If you ever get into honest conversations about self-defense and concealed carry with people who are moderately interested but not rabidly anti-gun, the question of why you carry will come up.  The gun bloggers pass around a wonderful story, said to be true, about a sheriff in a party or semi-formal situation being asked by a nice old lady, "I see you have your gun, Sheriff.  Expecting trouble?"

To which the sheriff replies, "No, mam.  If I was expecting trouble, I'd bring my rifle".  The vast majority of concealed carriers know you don't carry because you're expecting trouble.  You carry for the same reason you have a spare tire in your car.  It's better to have one and not need it than need it and not have it.
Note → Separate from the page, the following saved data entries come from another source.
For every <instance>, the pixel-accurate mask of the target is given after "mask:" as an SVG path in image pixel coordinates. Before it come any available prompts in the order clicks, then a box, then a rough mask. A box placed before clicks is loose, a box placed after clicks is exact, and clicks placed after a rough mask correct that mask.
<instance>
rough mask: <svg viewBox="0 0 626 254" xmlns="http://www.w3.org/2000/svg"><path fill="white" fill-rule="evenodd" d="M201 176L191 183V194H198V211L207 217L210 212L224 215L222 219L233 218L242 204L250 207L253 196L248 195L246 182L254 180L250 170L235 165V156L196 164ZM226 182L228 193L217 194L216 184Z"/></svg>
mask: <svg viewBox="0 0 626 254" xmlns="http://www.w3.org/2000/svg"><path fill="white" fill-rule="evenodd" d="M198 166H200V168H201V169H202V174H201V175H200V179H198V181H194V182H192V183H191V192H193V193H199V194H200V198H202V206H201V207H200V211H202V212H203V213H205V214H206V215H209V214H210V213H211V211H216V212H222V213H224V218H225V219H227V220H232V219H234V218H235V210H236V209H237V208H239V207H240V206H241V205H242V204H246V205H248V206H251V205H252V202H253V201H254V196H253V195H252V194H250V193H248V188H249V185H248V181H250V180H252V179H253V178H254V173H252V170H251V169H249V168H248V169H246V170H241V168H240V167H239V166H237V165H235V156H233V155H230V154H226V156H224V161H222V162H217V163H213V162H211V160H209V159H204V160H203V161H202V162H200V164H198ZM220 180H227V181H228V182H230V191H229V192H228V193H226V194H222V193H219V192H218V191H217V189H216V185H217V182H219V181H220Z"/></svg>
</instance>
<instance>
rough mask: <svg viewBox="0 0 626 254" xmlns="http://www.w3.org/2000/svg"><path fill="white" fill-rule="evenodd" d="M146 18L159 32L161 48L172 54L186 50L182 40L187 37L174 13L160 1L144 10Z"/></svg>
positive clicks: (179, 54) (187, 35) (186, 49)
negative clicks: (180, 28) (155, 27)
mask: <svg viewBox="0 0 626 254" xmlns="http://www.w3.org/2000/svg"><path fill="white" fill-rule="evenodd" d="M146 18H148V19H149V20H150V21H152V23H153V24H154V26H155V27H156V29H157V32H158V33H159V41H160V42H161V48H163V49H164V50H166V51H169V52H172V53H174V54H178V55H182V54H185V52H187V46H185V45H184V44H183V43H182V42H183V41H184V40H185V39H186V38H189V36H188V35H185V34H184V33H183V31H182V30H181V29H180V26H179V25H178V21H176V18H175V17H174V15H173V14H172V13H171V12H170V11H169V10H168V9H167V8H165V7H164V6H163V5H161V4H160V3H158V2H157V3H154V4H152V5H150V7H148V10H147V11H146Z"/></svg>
Katrina is the seminal moment for me.  I live in the hurricane zone and all my life, every stinkin' year, at the start of hurricane season some somber commentator would predict what would happen if a big storm hit New Orleans.  All my life they were saying what would happen and they were exactly, 100% right. And what did we get?  The result of 50 years of planning and practice, going into smooth motion, like an NFL team doing an off tackle run, or a dance troupe doing their best routine?  No, we got an enormous cluster, er, um, .... charlie foxtrot... with out of town looters taking everything they could grab; police abandoning their post to protect their families; local looters taking, not just food or water but also TV sets; police joining the looters; out of area police disarming citizens who were fully prepared for the storm and armed to protect themselves from the looters, and much, much more. 

Leaders?  These guys couldn't lead a bunch of dysentery-racked gringo tourists in Tijuana to the bathroom. 

It was because of Katrina, Ike, and to lesser degree the three or four hurricanes we had here, that I decided I'd better get armed and learn to defend my family and myself.   My house survived three hurricanes in a single season without a dime's worth of damage (I did lose a wood fence, but that doesn't matter much).  The area was full of toothless guys with chainsaws driving around in pickup trucks offering to do work for you.  Stories went around that if you didn't answer the knock, they came back after dark and helped themselves - especially in the areas where even more people evacuated than around where I live.

Another saying the gun bloggers pass around is "I carry a gun because a cop is too heavy". Or "when seconds count, police are minutes away".

Fundamentally, people arm themselves because they are self-reliant, and don't want to depend on an all-too-undependable government to protect them.

1 comment:

  1. Graybeard,

    I think you may have already been upstate when Andrew hit South Florida. In Boca Raton, we were spared damage. But in Hollywood, where my Dad lived, they had some damage an lots of power outages. I loaded my generator in the back of my pickup and headed for Hollywood before my Dad's freezer thawed out.

    Generators were going for big bucks after Andrew. There were massive power outages and every big box store was sold out of plywood and generators.

    At a traffic light in Coconut Creek three guys in pickup offered to buy my generator for $500. I politely declined, to which they answered they would just take it.
    There were three of them and one of me. Well, not really, I had Mr. Smith and Mr. Wesson with me. All three of them were out of their truck when I retrieved my S&W 645 from the glove box. You wouldn't believe how fast their attitude changed.

    Often, when I am asked why I carry, I simply answer, "Because I can."